Repubblica 13.4.16
Quel che ci lega alla Germania
di Angelo Bolaffi
NON
è un retorico luogo comune definire “particolare” la relazione che lega
Italia e Germania. Significa invece andare diritti al cuore del
problema perché proprio questa “particolarità” indica la specificità, il
modo di essere e al tempo stesso la problematicità del rapporto che
lega i due Paesi: storicamente, politicamente, culturalmente. Sulla
natura di questo legame eternamente in bilico tra profonda attrazione e
malevoli sospetti, entusiastica ammirazione e ricorrenti fraintendimenti
è stato detto quasi tutto. Talvolta anche troppo. Tanto che non è
esagerato affermare che quello delle “incomprensioni” tra italiani e
tedeschi è diventato una sorta di “luogo comune dei luoghi comuni”: un
tema antichissimo, quasi una storia infinita. Per questo è più che
lecito il dubbio se su questo tema sia ancora possibile dire qualcosa di
sensato evitando l’ovvietà delle frasi fatte.
Come ha giustamente
osservato lo scrittore Peter Schneider, un autore che da sempre ha
fatto la spola tra Italia e Germania, persino la critica, necessaria e
sacrosanta, degli ostinati pregiudizi che da sempre gravano sulle
relazioni dei due Paesi appare ormai sin troppo rituale e scontata. E
poi, anche se questo può suonare molto poco “politicamente corretto”,
chi ha detto che incomprensioni e pregiudizi rappresentino solo qualcosa
di negativo? E non invece l’espressione, certo parziale e persino
caricaturale, di un modo di relazionarsi all’altro, una via per
conoscerlo? Un collante che lega e fonda il rapporto, una sorta di lente
sfocata che distorce il reale ma proprio per questo esige un
supplemento di inchiesta.
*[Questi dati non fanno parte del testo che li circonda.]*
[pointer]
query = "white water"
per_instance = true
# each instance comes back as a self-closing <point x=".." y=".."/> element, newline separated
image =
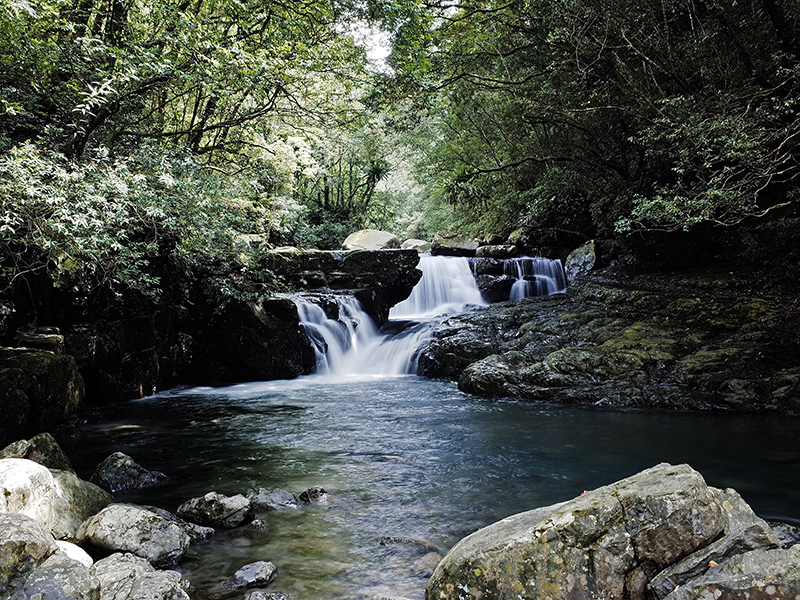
<point x="535" y="277"/>
<point x="352" y="345"/>
<point x="447" y="285"/>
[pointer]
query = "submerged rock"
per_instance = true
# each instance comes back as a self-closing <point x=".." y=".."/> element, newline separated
<point x="610" y="542"/>
<point x="217" y="510"/>
<point x="130" y="577"/>
<point x="371" y="239"/>
<point x="120" y="472"/>
<point x="134" y="529"/>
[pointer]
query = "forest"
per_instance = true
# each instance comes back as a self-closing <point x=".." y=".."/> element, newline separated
<point x="133" y="131"/>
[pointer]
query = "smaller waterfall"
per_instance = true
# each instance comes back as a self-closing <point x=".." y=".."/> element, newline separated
<point x="351" y="344"/>
<point x="447" y="284"/>
<point x="535" y="276"/>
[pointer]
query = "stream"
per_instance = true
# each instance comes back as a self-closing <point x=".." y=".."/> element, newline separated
<point x="411" y="465"/>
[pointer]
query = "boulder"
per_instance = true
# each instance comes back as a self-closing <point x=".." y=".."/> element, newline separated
<point x="39" y="391"/>
<point x="605" y="543"/>
<point x="759" y="574"/>
<point x="452" y="244"/>
<point x="217" y="510"/>
<point x="41" y="448"/>
<point x="120" y="472"/>
<point x="129" y="528"/>
<point x="371" y="239"/>
<point x="28" y="488"/>
<point x="129" y="577"/>
<point x="313" y="494"/>
<point x="276" y="499"/>
<point x="495" y="288"/>
<point x="24" y="545"/>
<point x="580" y="261"/>
<point x="497" y="251"/>
<point x="59" y="578"/>
<point x="420" y="246"/>
<point x="255" y="575"/>
<point x="75" y="501"/>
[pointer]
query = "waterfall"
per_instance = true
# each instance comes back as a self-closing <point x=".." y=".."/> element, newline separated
<point x="535" y="277"/>
<point x="352" y="345"/>
<point x="447" y="285"/>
Una deformazione che accende però fantasia ed
emozioni e in qualche caso anche risentimenti e reazioni polemiche.
C’è
un detto, continuamente ricordato quando si parla di relazioni
italo-tedesche, secondo il quale i tedeschi amerebbero gli italiani
senza stimarli mentre all’opposto gli italiani stimerebbero i tedeschi
senza amarli. Non so se davvero sia (ancora) così. Ma è certamente vero
che raramente si è amati per le proprie virtù mentre spesso alcuni vizi
accrescono il fascino. Per questo l’approfondimento e lo sviluppo delle
relazioni tra Italia e Germania si fondano certo sul dialogo razionale
ma si nutrono anche dello scontro emotivo procedendo su un percorso
disseminato di dissidi e di inevitabili attriti.
“Italiani e
tedeschi si conoscono da tanti secoli” ha scritto Luigi Vittorio
Ferraris per lunghissimi anni ambasciatore d’Italia in Germania “tanto
bene da non capirsi”. E infatti è capitato e capita che i due Paesi non
si capiscano. Ma quello che è altrettanto vero è che si conoscono e
sanno di essere legati tra loro da vincoli strutturali e culturali che
non hanno pari in Europa. La Germania è il primo partner commerciale
dell’Italia sia come mercato di sbocco dell’export italiano sia come
Paese di provenienza dell’import italiano. Il volume dell’interscambio è
quasi pari alla somma degli scambi dell’Italia con Francia e
Inghilterra messi assieme. La Germania inoltre è il primo Paese di
provenienza dei turisti stranieri che visitano il nostro Paese. Non
solo. L’Italia ha in Germania tanti istituti di cultura quanti in nessun
altro Paese al mondo. Lo stesso vale anche per la Germania: oltre ai
sette Goethe-Institut occorre infatti aggiungere istituzioni culturali
come Villa Massimo a Roma, Villa Romana a Firenze, sempre a Roma la
Herziana, Casa di Goethe, l’Istituto storico germanico, l’Istituto
archeologico e il Centro di studi tedeschi a Venezia. Infine c’è trait
d’union il Centro italo-tedesco di Villa Vigoni a Menaggio sul lago di
Como. Ma il fondamento decisivo su cui poggia la relazione tra Italia e
Germania è di natura storica. Come “nazioni in ritardo” Italia e
Germania hanno a differenza e più di altre nazioni europee anche per
ragioni geopolitiche una necessità esistenziale nella prospettiva
europea: tanto la “questione tedesca”, infatti, che “la questione
italiana” possono trovare soluzione solo nel contesto di un’Europa unita
politicamente, economicamente e istituzionalmente.
Se è vero che
l’asse franco-tedesco rappresenta il baricentro del progetto europeista è
altrettanto vero che quello italo- tedesco ha funzionato da “freno di
emergenza” nei momenti di crisi. Le prese di posizione di Angela Merkel e
di Mario Draghi nei passaggi decisivi della crisi dell’euro di questa
“intesa cordiale” sono state ennesima conferma. “Gli europei (..) hanno
cominciato a creare un legame tra gli esseri umani che trascende le
vecchie frontiere”: questa affermazione di Tony Judt suona oggi,
purtroppo, ottimista. E proprio perchè la geografia espone l’Italia al
rischio di una epocale e incontrollata migrazione di massa cui potrà
fare fronte solo col sostegno dell’Europa, la Germania di Angela Merkel
dovrà adoprarsi per arrivare a una soluzione europea di una crisi che
altrimenti minaccia al pari della “nuova guerra fredda” voluta da Putin
gli equilibri del Vecchio continente.